I don’t know. For me, I feel like times are changing anyway. People are more receptive, and I would love to be hugely successful.

I’m not going to write a formulaic, throwaway song — I’m going to do it the way I want to do it. Sinead O’Connor had fucking hits, and they’re beautiful, worldwide, Prince-written, amazing hits. And like fucking Kate Bush. I just feel like that time is coming back when you don’t have to be blonde and in heels all the time; you can just walk out and do your thing, which I think is cool.

Although, you are in heels right now.
Platforms, platforms. Different.

True, they are different. (laughter) So, I know you’re over here, and not at home, but there’s a very large event happening in London right now. Does that matter to you at all?
You know what? It actually didn’t, before it started. But I’ve been watching it, and I think it’s actually really amazing. I thought the [Olympics] opening ceremony that Danny Boyle did was great. This is going to sound really cheesy, but the world is watching this event, and I think it’s kind of weird. It’s pretty interesting that everyone is so fixated on this. I’m kind of glad not to be in London; I like watching it on the TV.

Yeah, I think it’s more fun over here then it might be over there.
Mmm-hmm. I hear London’s really quiet, though, because everyone is going east, so central London is like…

So if you wanted to go party or something, now would be the time then, I guess.
Yeah!

That makes sense to me, I suppose. I just like it because it gives me something to watch during the day since I don’t have a job right now. Have there been any goofy sports or anything that catch your attention?
Well, I think the gymnastics is incredible. The girls are so young, and they’re doing all this crazy stuff with their bodies, and I think they are amazing. What they do is so beautiful; it’s really cool watching that. I haven’t really watched anything else. I watched a bit of synchronized swimming, and that was a bit freaky — like, really freaky shit — but the gymnastics is unbelievable. We’re actually in awe of what they do.

I can’t even do a back-flip standing still.
I can’t do a fucking rolli-polli. What they do is incredible.

What kind of things — this is kind of a hokey question, I guess — what kind of things do you draw inspiration from outside of music?
Often, when I’m writing, I actually draw more inspiration from films and photography than from music. My favorite photographers are Pierre et Gilles, the French photographers, and I always look at their work when I’m writing and when I’m thinking about videos. I just love their whole lush, very beautiful, but very dark aesthetic. I think it’s amazing.

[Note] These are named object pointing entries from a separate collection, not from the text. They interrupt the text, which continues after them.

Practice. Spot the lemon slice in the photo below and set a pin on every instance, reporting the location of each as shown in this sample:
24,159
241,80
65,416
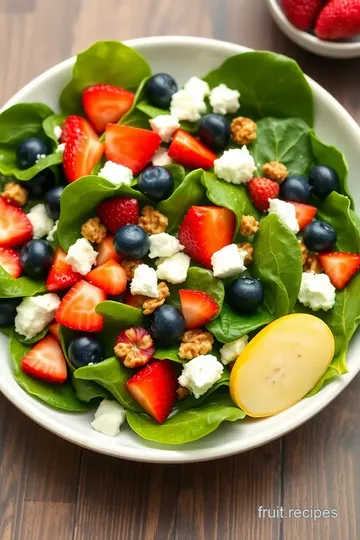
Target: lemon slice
281,364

That pretty much describes the music, basically.
Exactly. And I also go through phases of watching films on repeat. At the moment it’s The Virgin Suicides, and Carrie, and Jawbreaker with Rose McGowan. I just like that ’90s aesthetic. Cheese, but kind of raw and edgy as well. And aesthetically, that’s my look.

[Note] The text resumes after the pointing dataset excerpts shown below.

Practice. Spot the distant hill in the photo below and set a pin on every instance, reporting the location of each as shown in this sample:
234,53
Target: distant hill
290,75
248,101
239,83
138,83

Even now, with the crew neck and everything.
I always look at that stuff, when I’m thinking about my videos and I’m thinking about the music.

Would you mind telling me, if you remember, what you were thinking about for “Nuclear Seasons”?
I was thinking about purple wastelands…a real misty, cloudy sky. Kind of oceanic, but in the sky, if that makes sense. I was just thinking a lot about that kind of stuff. And I was listening to a lot of Cocteau Twins as well.

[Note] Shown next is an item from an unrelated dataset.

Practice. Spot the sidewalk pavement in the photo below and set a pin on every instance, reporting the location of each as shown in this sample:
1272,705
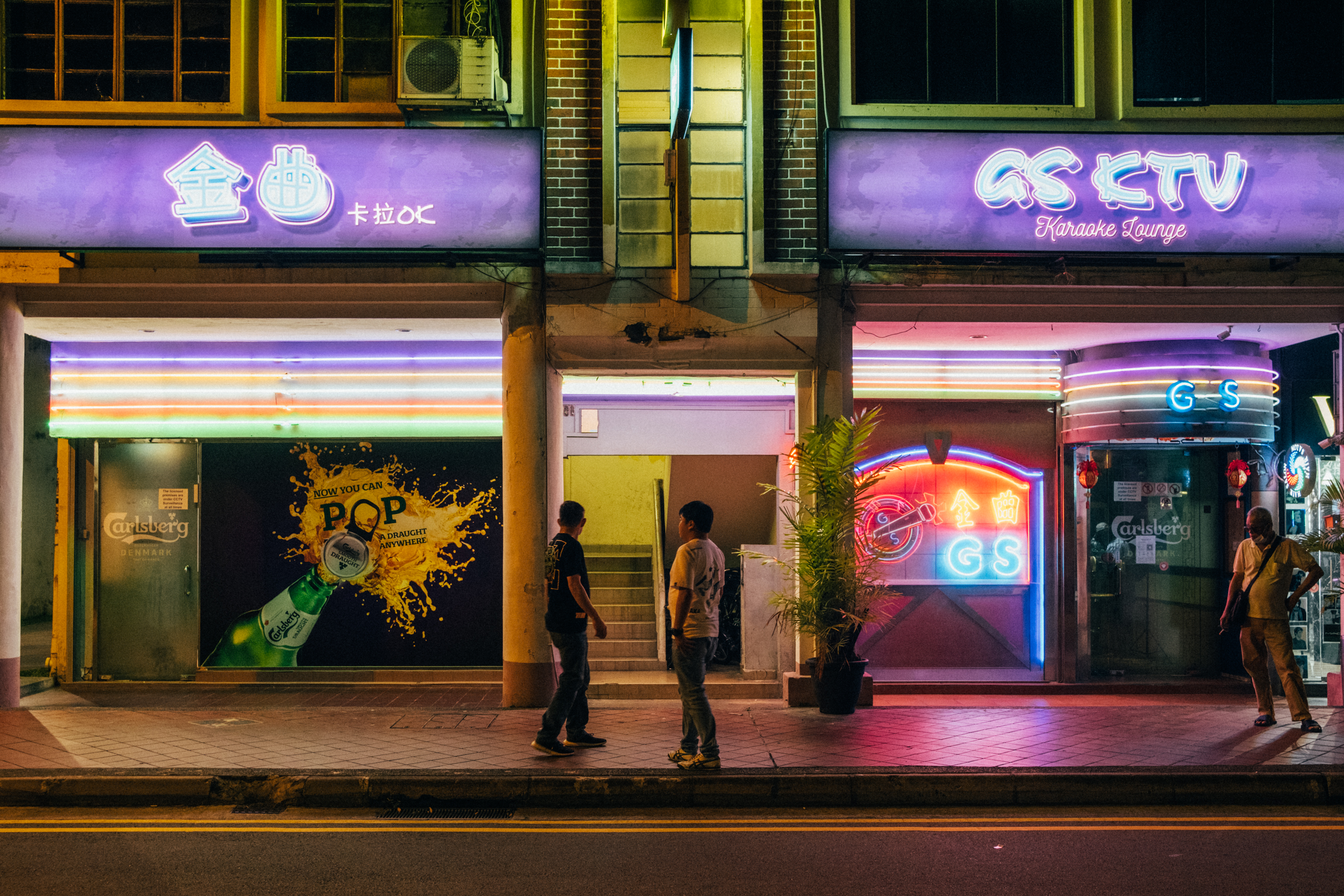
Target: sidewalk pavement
366,734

So, especially [on] days like today, trips like this — is it sort of unbelievable at this point? Or is it just a job? You’ve done this for a while, playing music — does it ever become sort of a job to you?
No, never. Every second is incredibly exciting. Always. Because I never know where I’m going to be, and playing a show never becomes a routine. It’s like a new show [is] a new lease of life for every song. It’s really cool. This job never gets old.